Used the code from the Intermediate Lesson 2 and just applied SSE to it in the same fashion as without. Unpacking and packing might be faster, but I thought this was a pretty good attempt. Got a speed up of 1-1.5 ms using SSE. Original code was ~4.85 ms, this version ~3.5 ms.
Code: Select all
void D3DGraphics::SSEDrawSpriteAlpha(const int X, const int Y, const Sprite *sprite)
{
const UINT sseSpriteWidth = sprite->width / 4;
DQWORD *pSprite = (DQWORD *)sprite->surface;
const int xPos = X / 4;
DQWORD zero = SetZero();
for (int y = 0; y < sprite->height; y++)
{
const int rowOffset = y * sseSpriteWidth;
for (int x = 0; x < sseSpriteWidth; x++)
{
// 1-1.5 ms faster using sse for rendering
const int xOffset = x + xPos, yOffset = y + Y;
const DQWORD src = pSprite[x + rowOffset];
const DQWORD dst = GetSSEPixel(xOffset, yOffset);
const DQWORD sa = _mm_srli_epi32(src & alphaMask, 24);
const DQWORD sr = _mm_srli_epi32(src & redMask, 16);
const DQWORD sg = _mm_srli_epi32(src & greenMask, 8);
const DQWORD sb = src & blueMask;
const DQWORD da = _mm_sub_epi32(_mm_set1_epi32(255), sa);
const DQWORD dr = _mm_srli_epi32(dst & redMask, 16);
const DQWORD dg = _mm_srli_epi32(dst & greenMask, 8);
const DQWORD db = dst & blueMask;
const DQWORD rr = _mm_srli_epi32(_mm_add_epi32(_mm_mullo_epi16(sr, sa),_mm_mullo_epi16(dr, da)), 8);
const DQWORD rg = _mm_srli_epi32(_mm_add_epi32(_mm_mullo_epi16(sg, sa), _mm_mullo_epi16(dg, da)), 8);
const DQWORD rb = _mm_srli_epi32(_mm_add_epi32(_mm_mullo_epi16(sb, sa), _mm_mullo_epi16(db, da)), 8);
const DQWORD result =
_mm_or_si128(
_mm_or_si128(
_mm_slli_epi32(rr, 16),
_mm_slli_epi32(rg, 8)),
rb);
PutPixel(xOffset, yOffset, result);
}
}
}
If I can get the walkin dudes' sprites to align correctly, I also figured a good way of handling color key using sse cmpeq to make a mask, andnot with mask draws the sprite surface, and with mask to draw the background, and or the two results to get the correct pixels to draw. The walkin dude sprites are off, but this give me another speed up of 1 ms, so am down to 2.5 ms for the 100 walkin dudes.
Code: Select all
DQWORD keyMask = _mm_cmpeq_epi32(pSprite[index], key);
// if element in keyMask is FFFFFFFF then priColor = bg, else is 0;
DQWORD priColor = _mm_and_si128(bg, keyMask);
// Invert the mask, now if element in inverted keyMask is FFFFFFFF, altColor = pSprite[index]

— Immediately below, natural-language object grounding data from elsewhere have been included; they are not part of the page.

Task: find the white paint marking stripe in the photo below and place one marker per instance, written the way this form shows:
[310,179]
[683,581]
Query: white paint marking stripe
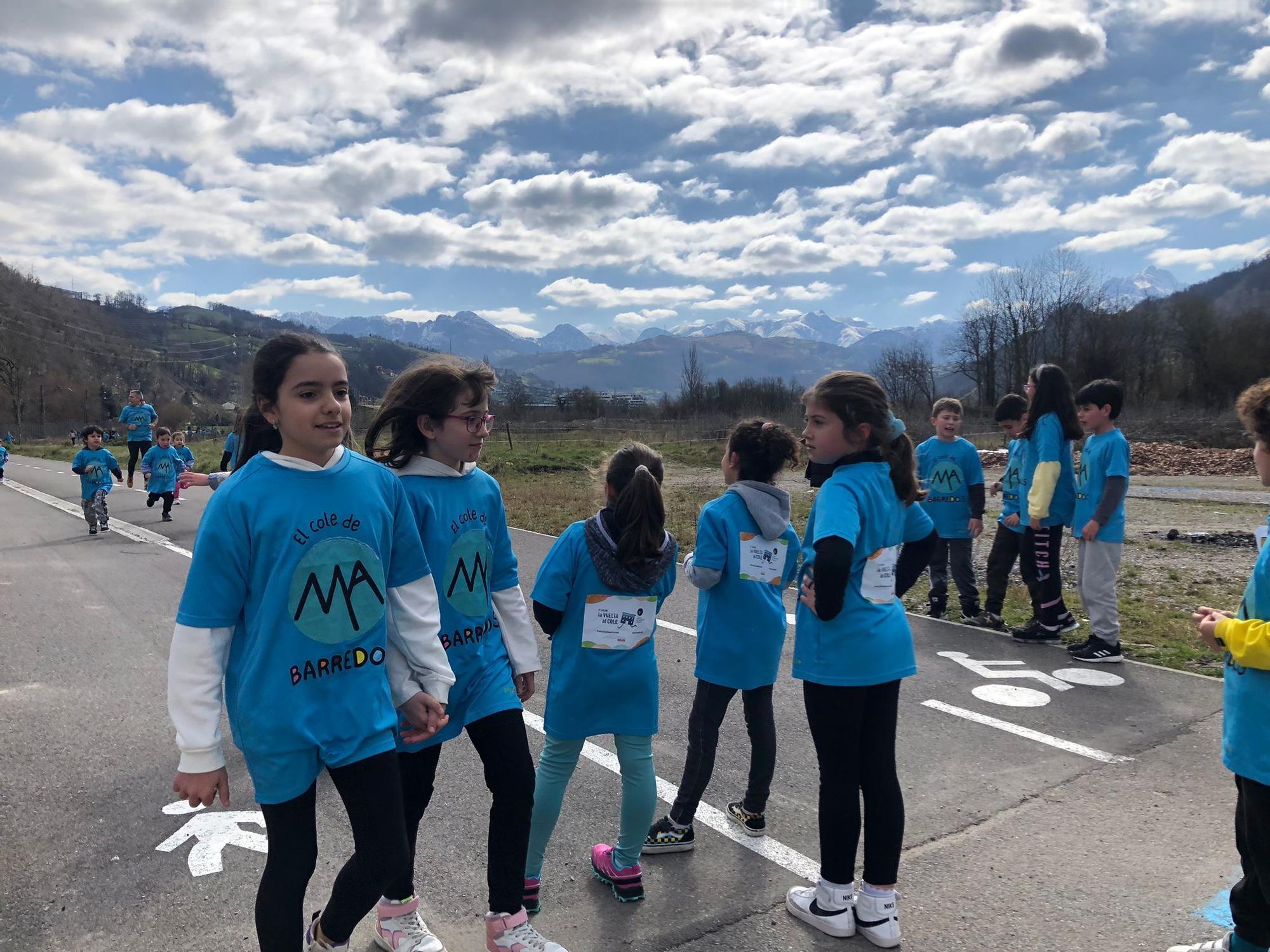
[125,529]
[1070,747]
[766,847]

DQWORD altColor = _mm_andnot_si128(keyMask, pSprite[index]);
// Or priColor and altColor, same as normal bit or, if element 1 is a color then it is used, if not, then the altColor's element 1 is used.
DQWORD color = _mm_or_si128(priColor, altColor);
The lesson was done at 800 x 600, so not really pushing anything.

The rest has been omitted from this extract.